Open ShifaSZ opened 2 years ago
I would like to add another issue found last time before I forget. For the gCNV viewer in seqr, it always loads the data twice. It can be observed by checking the network status in the devtool
.
It can be solved by setting the doResize
parameter to false when calling the loadtrack
function like:
this.browser.loadTrack(track, false)
And also avoid passing in the tracks
parameter when calling igv.createBrowser. Instead, call loadTrack
with a false for doResize
in the then
clause.
Here is a quick patch for igv.js to fix the low-performance issue of the gCNV viewer:
Replace the first statement in the method of getFeatures
in class GCNVTrack
with:
const chrFeatures = await this.featureSource.getFeatures({
chr,
start: max(start-1000, 0), //0,
end: end+1000, //Number.MAX_VALUE
visibilityWindow: end - start,
});
Can you PR up the changes you describe in your comment for doResize
and loadTrack
? This seems like a real quick win for performance and while we don't have time for the more intensive solutions in this ticket, that should be quick enough that its worth doing now
For the "patch" you propose to IGV, I strongly disapprove of using patched dependencies. At some point we can propose a PR to the IGV library itself, but in the meantime we will continue to use it as is
Both TGG-Viewer and seqr integrate the Javascript version of IGV which also is called IGV.js.
The IGV.js downloads data gCNV data very frequently and responds very slowly. Every time when opening a new gCNV track, zooming in/out, or resizing the gCNV tracks, the IGV will need to download all data rows for the current chromosome again.
For seqr, the IGV.js is even slower because a different version of Javascript core is used.
See more detailed analysis in this doc.
As analyzed in the doc, we could probably take the below measurements to improve the performance: 1) We should figure out how to improve the performance of the “parseFloat” function by upgrading the core-js library.
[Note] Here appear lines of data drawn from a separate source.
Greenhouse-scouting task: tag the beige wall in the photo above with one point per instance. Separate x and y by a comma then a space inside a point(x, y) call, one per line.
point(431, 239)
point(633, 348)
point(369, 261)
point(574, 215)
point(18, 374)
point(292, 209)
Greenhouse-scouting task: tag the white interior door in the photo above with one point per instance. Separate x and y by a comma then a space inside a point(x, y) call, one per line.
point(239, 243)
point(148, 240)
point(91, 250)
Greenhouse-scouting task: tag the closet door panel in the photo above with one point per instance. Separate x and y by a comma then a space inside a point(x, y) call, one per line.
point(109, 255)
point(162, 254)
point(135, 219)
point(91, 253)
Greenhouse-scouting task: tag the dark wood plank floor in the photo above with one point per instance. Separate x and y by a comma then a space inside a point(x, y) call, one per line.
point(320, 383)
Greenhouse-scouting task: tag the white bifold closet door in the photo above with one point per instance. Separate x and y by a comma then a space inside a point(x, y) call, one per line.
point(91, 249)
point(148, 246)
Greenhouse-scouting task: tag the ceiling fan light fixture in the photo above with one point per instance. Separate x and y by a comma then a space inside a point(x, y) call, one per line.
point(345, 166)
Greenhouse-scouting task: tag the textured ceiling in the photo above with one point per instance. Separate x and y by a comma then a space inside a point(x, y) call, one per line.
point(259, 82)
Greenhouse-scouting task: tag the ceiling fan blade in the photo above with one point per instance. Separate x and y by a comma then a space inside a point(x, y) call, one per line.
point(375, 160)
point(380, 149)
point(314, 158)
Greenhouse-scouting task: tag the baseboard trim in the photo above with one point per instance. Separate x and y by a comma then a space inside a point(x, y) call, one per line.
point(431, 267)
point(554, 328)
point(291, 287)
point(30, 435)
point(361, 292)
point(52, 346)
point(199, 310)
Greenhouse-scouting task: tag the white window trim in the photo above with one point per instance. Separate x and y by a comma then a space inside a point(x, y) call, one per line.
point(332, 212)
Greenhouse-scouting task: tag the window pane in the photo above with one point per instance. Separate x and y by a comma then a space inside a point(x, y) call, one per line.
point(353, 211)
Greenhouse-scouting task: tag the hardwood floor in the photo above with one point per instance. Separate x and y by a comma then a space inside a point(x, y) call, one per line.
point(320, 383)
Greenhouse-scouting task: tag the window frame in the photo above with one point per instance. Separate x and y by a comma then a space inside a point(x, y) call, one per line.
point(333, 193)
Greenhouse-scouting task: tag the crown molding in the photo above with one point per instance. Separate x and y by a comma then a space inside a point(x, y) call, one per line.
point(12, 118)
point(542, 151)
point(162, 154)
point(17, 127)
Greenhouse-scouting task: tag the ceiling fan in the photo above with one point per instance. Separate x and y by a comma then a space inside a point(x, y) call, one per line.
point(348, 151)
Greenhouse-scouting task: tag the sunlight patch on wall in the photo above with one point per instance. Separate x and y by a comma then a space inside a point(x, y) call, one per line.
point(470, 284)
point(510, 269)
2) We may split the gCNV datasets into more clusters so that each cluster has fewer samples.
3) We may suggest IGV improvement for gCNV. One is to load the data for one time and reuse them when zooming in/out or changing location in the same chromosome. The other further optimization is to only load the gCNV data within or close to the visible window rather than load all data within the chromosome.